Meluncurkan bisnis atau memulai sebuah perusahaan tidak selalu berjalan dengan
lancar dan sesuai rencana. Pada saat itu, bisnis juga menyadari adanya kondisi atau situasi di
mana keadaan ekonomi tidak stabil dan ada masalah dengan likuiditas. (tidak mampu
membayar gaji karyawan, beban bunga yang tinggi, dan lain-lain). Jika situasi ini
berlangsung lama dan terus berlanjut, maka akan menciptakan rasa urgensi yang lebih besar
dan meningkatkan potensi pertumbuhan bisnis bagi perusahaan atau industri manapun.

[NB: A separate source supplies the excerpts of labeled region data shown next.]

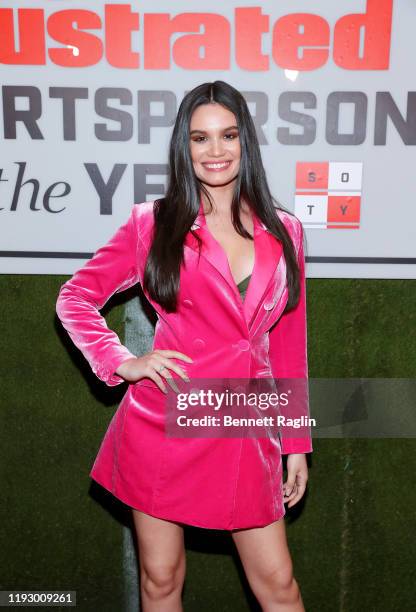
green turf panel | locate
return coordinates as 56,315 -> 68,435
0,275 -> 416,612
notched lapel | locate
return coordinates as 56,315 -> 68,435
184,203 -> 283,328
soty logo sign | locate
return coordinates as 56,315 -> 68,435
0,0 -> 393,71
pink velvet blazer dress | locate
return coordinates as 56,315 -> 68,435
56,202 -> 312,530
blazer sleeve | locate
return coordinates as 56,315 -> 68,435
56,204 -> 139,387
269,221 -> 313,455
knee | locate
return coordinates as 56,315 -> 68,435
255,562 -> 301,605
140,558 -> 185,601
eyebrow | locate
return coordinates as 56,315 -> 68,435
190,125 -> 238,136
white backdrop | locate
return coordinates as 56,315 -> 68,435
0,0 -> 416,278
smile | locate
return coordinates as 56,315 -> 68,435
203,161 -> 232,172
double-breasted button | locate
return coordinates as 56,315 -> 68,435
192,338 -> 205,352
237,338 -> 250,351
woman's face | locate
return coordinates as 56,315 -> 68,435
190,103 -> 241,187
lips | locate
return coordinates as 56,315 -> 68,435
202,160 -> 232,172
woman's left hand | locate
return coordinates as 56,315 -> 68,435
283,453 -> 308,508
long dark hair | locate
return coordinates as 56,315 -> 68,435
143,81 -> 300,312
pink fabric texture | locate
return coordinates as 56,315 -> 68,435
56,202 -> 312,530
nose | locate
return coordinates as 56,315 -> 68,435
208,138 -> 224,157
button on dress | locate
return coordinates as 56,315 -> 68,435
56,202 -> 312,530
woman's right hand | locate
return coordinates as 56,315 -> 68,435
115,349 -> 193,393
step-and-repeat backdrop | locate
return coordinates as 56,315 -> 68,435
0,0 -> 416,278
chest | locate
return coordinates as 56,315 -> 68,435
207,218 -> 255,285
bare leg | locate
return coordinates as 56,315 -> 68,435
231,518 -> 305,612
132,508 -> 186,612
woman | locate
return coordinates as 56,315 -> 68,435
57,81 -> 312,612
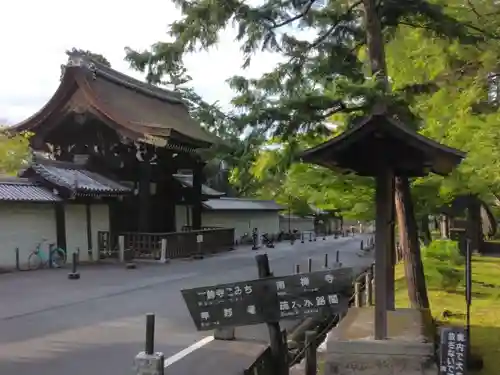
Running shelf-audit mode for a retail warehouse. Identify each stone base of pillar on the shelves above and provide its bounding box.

(Noviandani et al., 2018).
Menurut (Platt et al., 1995) dalam (Trisanti, 2020) berpendapat bahwa informasi
financial distress (krisis keuangan) memiliki beberapa manfaat, yaitu:
2. Manajemen juga dapat melakukan merger atau pengambilalihan sebagai upaya untuk
melunasi hutang kepada perusahaan dan mengelola perusahaan dengan lebih baik.
3. Data financial distress dapat menjadi peringatan dini sebelum kebangkrutan terjadi
pada organisasi di masa yang akan datang.

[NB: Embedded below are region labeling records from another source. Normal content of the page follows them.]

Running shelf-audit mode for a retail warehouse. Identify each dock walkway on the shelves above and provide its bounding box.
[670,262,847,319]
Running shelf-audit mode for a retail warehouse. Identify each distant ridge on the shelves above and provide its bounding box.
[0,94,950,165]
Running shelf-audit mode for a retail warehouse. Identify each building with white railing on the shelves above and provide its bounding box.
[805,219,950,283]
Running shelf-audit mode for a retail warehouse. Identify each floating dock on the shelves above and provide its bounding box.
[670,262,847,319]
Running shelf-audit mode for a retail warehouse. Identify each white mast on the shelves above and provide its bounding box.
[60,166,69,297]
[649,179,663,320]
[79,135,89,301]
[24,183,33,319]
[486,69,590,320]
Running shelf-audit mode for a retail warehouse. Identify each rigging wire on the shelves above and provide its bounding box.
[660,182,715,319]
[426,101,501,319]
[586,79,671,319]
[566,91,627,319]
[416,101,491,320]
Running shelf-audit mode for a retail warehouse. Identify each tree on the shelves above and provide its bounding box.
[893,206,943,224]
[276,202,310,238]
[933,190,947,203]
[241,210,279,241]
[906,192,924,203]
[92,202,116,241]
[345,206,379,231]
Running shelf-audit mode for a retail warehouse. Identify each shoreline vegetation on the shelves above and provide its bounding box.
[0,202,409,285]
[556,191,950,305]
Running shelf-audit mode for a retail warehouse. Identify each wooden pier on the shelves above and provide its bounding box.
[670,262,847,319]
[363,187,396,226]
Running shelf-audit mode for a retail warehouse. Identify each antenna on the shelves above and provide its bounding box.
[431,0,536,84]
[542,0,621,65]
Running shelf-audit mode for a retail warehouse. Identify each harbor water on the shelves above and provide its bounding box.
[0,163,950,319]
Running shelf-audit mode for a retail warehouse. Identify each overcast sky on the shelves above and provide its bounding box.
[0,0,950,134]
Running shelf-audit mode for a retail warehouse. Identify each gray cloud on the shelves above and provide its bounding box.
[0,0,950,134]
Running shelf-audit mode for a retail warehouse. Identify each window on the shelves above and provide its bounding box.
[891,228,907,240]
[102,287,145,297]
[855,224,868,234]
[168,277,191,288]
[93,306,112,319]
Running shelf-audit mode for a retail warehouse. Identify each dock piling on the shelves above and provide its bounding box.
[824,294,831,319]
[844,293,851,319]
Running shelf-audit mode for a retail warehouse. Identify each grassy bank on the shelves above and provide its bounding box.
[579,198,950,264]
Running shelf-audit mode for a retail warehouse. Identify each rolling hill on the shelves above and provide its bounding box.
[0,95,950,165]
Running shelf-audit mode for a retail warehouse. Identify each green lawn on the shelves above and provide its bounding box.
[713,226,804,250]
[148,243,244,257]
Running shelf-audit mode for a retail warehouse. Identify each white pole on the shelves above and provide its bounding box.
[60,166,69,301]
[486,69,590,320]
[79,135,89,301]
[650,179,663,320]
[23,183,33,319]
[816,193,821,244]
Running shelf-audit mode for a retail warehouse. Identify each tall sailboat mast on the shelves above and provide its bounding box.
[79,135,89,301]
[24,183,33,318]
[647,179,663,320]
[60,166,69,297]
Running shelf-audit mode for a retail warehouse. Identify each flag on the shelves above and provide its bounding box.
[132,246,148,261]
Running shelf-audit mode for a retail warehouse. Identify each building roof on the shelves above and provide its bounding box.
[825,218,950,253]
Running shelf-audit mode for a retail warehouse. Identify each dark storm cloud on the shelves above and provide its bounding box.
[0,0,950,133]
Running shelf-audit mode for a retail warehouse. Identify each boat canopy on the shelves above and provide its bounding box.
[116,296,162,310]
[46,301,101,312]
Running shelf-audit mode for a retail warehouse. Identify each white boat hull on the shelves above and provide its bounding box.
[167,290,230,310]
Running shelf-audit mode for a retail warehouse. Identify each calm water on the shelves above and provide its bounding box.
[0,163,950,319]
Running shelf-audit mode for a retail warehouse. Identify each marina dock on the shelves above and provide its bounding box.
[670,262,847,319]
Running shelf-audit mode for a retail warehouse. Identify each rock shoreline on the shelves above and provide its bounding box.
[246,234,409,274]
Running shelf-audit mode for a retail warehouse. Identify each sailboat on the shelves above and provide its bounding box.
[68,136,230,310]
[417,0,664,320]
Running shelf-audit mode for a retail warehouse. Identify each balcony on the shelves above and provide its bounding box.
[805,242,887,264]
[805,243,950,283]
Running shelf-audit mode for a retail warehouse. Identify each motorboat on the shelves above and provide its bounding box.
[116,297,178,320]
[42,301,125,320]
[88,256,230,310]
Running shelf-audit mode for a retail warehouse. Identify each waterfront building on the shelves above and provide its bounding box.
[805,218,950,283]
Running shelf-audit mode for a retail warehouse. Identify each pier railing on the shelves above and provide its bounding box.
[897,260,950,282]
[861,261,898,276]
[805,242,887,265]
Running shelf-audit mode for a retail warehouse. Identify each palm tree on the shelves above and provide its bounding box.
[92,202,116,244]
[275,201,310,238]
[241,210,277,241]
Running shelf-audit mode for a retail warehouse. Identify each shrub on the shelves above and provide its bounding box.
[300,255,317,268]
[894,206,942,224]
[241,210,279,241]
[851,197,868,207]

2.1.2 Faktor-Faktor yang Mempengaruhi Financial Distress
Menurut (Kisman & Krisandi, 2019) bahwa rasio aktivitas atau Operating merupakan
rasio yang mencerminkan efisiensi perusahaan dalam menggunakan aset saat dalam
menjalankan kegiatan operasinya. Menurut Rudianto (2013) penyebab kegagalan dalam suatu
perusahaan digolongkan menjadi dua, yaitu:
1. Faktor Internal
Faktor internal, dan salah urus dalam keuangan yang dapat menyebabkan
kegagalan perusahaan, antara lain:
(a) Adanya hutang yang over leverage memberikan beban yang berat bagi
perusahaan,
(b) Memiliki kewajiban lancar yang sangat besar di atas aktiva lancar,
2. Faktor Eksternal
Faktor eksternal yang menyebabkan suatu kegagalan dalam suatu perusahaan,
antara lain yaitu:
b. Total utang
Strategi mengambil kewajiban kepada organisasi untuk mengurus atau membayar
pengeluaran yang ditimbulkan karena tugas organisasi akan membuat komitmen bagi
organisasi untuk mengurus kewajibannya di kemudian hari. Pada saat tagihan tersebut
maka pada saat itu, selama organisasi membutuhkan lebih banyak aset untuk
mengurus tagihan, hal yang paling mungkin dilakukan oleh bos pinjaman adalah
menyita sumber daya organisasi untuk menutupi kemunduran dalam mencicil tagihan.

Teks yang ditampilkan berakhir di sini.